It is the oxide of the metallic element zirconium. Zirconium dioxide, known as baddeleyite, is found as a naturally occurring mineral, but with a different, monoclinic, crystalline structure. To induce it to crystallise in the cubic system, it is 'doped' with small additions of other minerals, mainly yttrium or calcium. Cubic zirconia should not be confused with zircon, which is a rare naturally occurring gemstone. Because of its low cost, durability, and close visual likeness to diamond, synthetic cubic zirconia has remained the most gemologically and economically important diamond simulant since 1976. Its main competition as a synthetic gemstone is the more recently cultivated material simulated moissanite.
It is a dense substance with a specific gravity between 5.6-6. Cubic zirconia is relatively hard, at about 8.5 on the Mohs scale - nowhere near diamond, but much harder than most natural gems.
Cubic zircon is colourless whereas only the rarest of diamonds are truly colorless, most having a tinge of yellow or brown to some extent. By comparison, CZ can be made in most cases entirely colourless, equivalent to a perfect "D" on diamond's color grading scale.
The addition of certain metal oxide dopants into the feed powder results in a variety of vibrant colors. For example, the addition of cerium results in yellow, orange or red. Chromium creates green. Neodymium results in purple, erbium creates pink and titanium results in golden brown.
In recent years manufacturers have sought ways of distinguishing their product by supposedly 'improving' cubic zirconia. Coating finished CZs in a film of diamond-like carbon (DLC) or Amorphous Diamond is one such innovation, a process using chemical vapour deposition. The resulting material is purportedly harder, more lustrous and more like diamond overall. The coating is thought to quench the excess fire of CZ, while improving its refractive index, thus bringing it more in line with diamond.
Another technique first applied to quartz and topaz has also been adapted to cubic zirconia: vacuum-sputtering an extremely thin layer of metal oxide (typically gold) onto the finished stones creates an iridescent effect. Unlike DLC, the surreal effect is not permanent, as abrasion easily removes the oxide layer.
Cubic zirconia is so optically close to diamond that only a trained eye can easily differentiate the two. There are a few key features of CZ which distinguish it from diamond, some observable only under the microscope or loupe, for example, dispersion.
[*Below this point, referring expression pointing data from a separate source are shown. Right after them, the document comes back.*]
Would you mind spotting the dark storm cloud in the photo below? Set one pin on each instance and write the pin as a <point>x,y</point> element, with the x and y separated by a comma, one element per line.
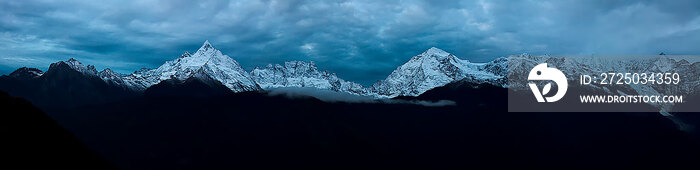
<point>360,40</point>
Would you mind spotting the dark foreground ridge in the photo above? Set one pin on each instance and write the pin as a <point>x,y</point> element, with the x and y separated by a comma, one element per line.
<point>255,130</point>
<point>32,140</point>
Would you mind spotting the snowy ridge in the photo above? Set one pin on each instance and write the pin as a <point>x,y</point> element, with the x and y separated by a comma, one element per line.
<point>430,69</point>
<point>78,66</point>
<point>434,68</point>
<point>303,74</point>
<point>210,60</point>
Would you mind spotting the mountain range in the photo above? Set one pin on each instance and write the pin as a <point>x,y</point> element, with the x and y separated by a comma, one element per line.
<point>433,68</point>
<point>208,67</point>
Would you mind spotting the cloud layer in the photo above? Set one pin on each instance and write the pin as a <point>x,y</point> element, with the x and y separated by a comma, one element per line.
<point>361,40</point>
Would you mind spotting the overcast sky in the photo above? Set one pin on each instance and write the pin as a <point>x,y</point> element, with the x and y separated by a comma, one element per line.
<point>362,41</point>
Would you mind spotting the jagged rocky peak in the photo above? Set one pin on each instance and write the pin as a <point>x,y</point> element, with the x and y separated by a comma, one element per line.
<point>26,72</point>
<point>77,66</point>
<point>108,73</point>
<point>207,60</point>
<point>186,54</point>
<point>430,69</point>
<point>436,52</point>
<point>207,50</point>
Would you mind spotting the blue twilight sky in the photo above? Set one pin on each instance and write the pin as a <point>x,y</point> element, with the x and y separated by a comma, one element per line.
<point>361,40</point>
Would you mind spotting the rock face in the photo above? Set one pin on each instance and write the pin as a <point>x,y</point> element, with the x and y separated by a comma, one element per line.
<point>303,74</point>
<point>435,68</point>
<point>207,59</point>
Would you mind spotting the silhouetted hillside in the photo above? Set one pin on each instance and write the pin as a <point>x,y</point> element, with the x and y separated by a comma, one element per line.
<point>254,130</point>
<point>32,140</point>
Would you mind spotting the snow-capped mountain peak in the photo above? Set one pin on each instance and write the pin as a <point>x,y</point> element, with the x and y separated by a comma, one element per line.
<point>436,52</point>
<point>208,60</point>
<point>430,69</point>
<point>77,66</point>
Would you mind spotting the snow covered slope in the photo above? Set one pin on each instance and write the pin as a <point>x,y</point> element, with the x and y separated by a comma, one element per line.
<point>303,74</point>
<point>210,60</point>
<point>435,68</point>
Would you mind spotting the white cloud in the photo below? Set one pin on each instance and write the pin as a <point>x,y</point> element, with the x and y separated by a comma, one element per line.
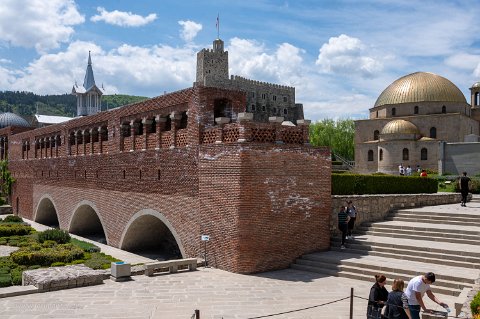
<point>123,19</point>
<point>38,23</point>
<point>189,30</point>
<point>347,55</point>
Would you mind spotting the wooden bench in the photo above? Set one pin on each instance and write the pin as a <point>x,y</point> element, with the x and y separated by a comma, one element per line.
<point>172,265</point>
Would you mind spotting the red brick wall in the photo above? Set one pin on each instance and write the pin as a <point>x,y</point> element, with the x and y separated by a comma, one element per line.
<point>264,204</point>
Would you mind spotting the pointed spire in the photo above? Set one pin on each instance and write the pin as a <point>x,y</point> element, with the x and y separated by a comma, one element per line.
<point>89,80</point>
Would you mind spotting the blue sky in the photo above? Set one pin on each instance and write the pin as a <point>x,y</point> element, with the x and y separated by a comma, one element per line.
<point>340,55</point>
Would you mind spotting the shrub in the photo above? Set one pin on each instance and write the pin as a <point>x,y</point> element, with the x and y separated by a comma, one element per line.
<point>349,184</point>
<point>57,235</point>
<point>12,219</point>
<point>7,230</point>
<point>46,256</point>
<point>475,304</point>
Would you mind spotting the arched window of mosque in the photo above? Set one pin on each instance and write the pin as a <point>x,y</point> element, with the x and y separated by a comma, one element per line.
<point>424,154</point>
<point>370,155</point>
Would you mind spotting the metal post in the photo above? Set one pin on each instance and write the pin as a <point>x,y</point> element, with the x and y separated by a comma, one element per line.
<point>351,303</point>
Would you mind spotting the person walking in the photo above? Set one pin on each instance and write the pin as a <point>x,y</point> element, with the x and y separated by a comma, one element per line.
<point>343,224</point>
<point>352,213</point>
<point>464,186</point>
<point>397,302</point>
<point>377,298</point>
<point>416,288</point>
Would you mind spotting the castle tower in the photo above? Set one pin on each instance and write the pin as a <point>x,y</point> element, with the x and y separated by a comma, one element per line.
<point>89,96</point>
<point>212,65</point>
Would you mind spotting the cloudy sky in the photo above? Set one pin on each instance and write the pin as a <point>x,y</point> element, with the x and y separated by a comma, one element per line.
<point>340,55</point>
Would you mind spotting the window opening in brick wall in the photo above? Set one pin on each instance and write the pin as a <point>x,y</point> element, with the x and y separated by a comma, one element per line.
<point>183,121</point>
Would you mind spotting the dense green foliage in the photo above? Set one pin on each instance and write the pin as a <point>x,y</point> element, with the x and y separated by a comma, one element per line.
<point>349,184</point>
<point>475,304</point>
<point>338,135</point>
<point>26,103</point>
<point>45,256</point>
<point>57,235</point>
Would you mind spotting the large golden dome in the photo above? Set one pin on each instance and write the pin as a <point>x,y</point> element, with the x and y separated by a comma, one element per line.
<point>400,127</point>
<point>420,87</point>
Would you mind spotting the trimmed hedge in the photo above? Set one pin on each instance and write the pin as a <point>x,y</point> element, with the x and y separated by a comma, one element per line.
<point>350,184</point>
<point>64,253</point>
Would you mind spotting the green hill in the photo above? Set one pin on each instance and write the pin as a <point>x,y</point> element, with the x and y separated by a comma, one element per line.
<point>27,103</point>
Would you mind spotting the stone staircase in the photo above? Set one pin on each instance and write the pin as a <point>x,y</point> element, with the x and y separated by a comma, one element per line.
<point>442,239</point>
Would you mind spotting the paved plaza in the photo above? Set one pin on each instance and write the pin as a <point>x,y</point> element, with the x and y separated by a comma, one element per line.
<point>216,293</point>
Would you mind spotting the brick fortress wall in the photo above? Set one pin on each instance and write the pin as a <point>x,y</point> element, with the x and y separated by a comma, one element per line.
<point>264,201</point>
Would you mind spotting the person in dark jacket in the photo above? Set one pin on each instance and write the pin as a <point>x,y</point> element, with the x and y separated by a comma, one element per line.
<point>397,302</point>
<point>378,297</point>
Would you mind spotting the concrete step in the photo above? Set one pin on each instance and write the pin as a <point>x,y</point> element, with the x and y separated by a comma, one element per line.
<point>439,259</point>
<point>355,273</point>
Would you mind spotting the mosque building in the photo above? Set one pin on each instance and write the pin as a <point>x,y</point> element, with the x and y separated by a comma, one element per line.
<point>420,120</point>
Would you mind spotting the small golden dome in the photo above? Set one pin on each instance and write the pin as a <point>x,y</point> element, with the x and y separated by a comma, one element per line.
<point>400,127</point>
<point>420,87</point>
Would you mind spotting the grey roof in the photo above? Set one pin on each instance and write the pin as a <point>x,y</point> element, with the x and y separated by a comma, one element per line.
<point>11,119</point>
<point>89,80</point>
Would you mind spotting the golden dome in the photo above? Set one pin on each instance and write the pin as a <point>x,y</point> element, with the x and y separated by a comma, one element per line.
<point>420,87</point>
<point>400,127</point>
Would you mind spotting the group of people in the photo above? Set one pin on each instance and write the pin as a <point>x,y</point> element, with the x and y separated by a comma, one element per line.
<point>346,221</point>
<point>398,304</point>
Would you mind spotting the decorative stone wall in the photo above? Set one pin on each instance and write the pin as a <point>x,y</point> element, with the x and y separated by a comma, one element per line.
<point>375,207</point>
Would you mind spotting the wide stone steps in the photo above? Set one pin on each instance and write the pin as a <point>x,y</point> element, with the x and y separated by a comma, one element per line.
<point>364,268</point>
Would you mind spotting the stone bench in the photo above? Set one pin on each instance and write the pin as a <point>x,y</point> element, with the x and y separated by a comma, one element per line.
<point>172,265</point>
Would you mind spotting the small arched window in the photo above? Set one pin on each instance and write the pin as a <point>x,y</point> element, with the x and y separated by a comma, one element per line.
<point>370,155</point>
<point>424,154</point>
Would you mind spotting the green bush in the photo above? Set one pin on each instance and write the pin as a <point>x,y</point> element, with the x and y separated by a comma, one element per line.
<point>46,256</point>
<point>57,235</point>
<point>12,219</point>
<point>475,304</point>
<point>349,184</point>
<point>7,230</point>
<point>99,261</point>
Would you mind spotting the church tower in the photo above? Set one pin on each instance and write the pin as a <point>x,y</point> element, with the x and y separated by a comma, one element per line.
<point>212,64</point>
<point>89,96</point>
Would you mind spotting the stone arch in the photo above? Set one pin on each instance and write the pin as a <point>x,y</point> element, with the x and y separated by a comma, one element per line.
<point>46,212</point>
<point>150,233</point>
<point>87,222</point>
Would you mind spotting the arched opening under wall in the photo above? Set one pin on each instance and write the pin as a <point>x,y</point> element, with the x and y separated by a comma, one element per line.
<point>149,234</point>
<point>46,213</point>
<point>86,223</point>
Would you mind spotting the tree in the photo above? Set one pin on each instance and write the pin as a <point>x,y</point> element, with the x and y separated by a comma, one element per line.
<point>6,181</point>
<point>336,134</point>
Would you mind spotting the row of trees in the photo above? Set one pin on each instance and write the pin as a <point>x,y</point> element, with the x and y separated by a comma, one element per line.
<point>336,134</point>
With a dispersive power greater than diamond (0.060 vs. 0.044) the more prismatic fire of CZ can be seen by even an untrained eye. CZ has an 8.5 to 9.0 on the Mohs hardness scale. CZs are heavyweights in comparison to diamonds; a CZ will weigh about 1.7 times more than a diamond of equivalent size. Obviously, this difference is only useful when examining loose stones. Contemporary production of cubic zirconia is virtually flawless, whereas most diamonds have some sort of defect, be it a feather, included crystal, or perhaps a remnant of an original crystal face (e.g. trigons). CZ has a refractive index of 2.176, compared to a diamond's 2.417. Under close inspection with a loupe, the facet shapes of some CZs appear different from diamonds.
CZ's place as the most realistic simulant ever produced and have made it into one of the best selling 'gemstones'. Unfortunately, because it is inexpensive many manufacturers have churned it out in cheap jewellery, usually in 9 carat gold. To create an engagement ring or other article of jewellery which looks realistically like diamond jewellery, it is necessary to use a real diamond mount, and to have the stones properly set, rather than skimp on the quality of the setting work. If CZ's are mounted in real, high quality diamond mounts, then they are impossible to tell apart from diamonds using the naked eye and without instruments.
Other diamond simulants include glass, often known as 'paste', white sapphire, both natural and synthetic, rock crystal (colourless quartz), spinel, both natural and synthetic, colourless sapphire, both natural and synthetic, YAG (yttrium aluminium garnet), strontium titanate, and the most recent moissanite. One simple test for unmounted CZ is weight; due to its high specific gravity, CZ is about 65% heavier than diamond.
CZ is quite hard, and retains it sparkle and polish well. It should not be allowed to rub against other gemstones, particularly diamond, because this will cause wear and scratching. Wearing two diamond rings next to each other in such a way that the stones can come into contact with each other will cause wear and damage to both stones.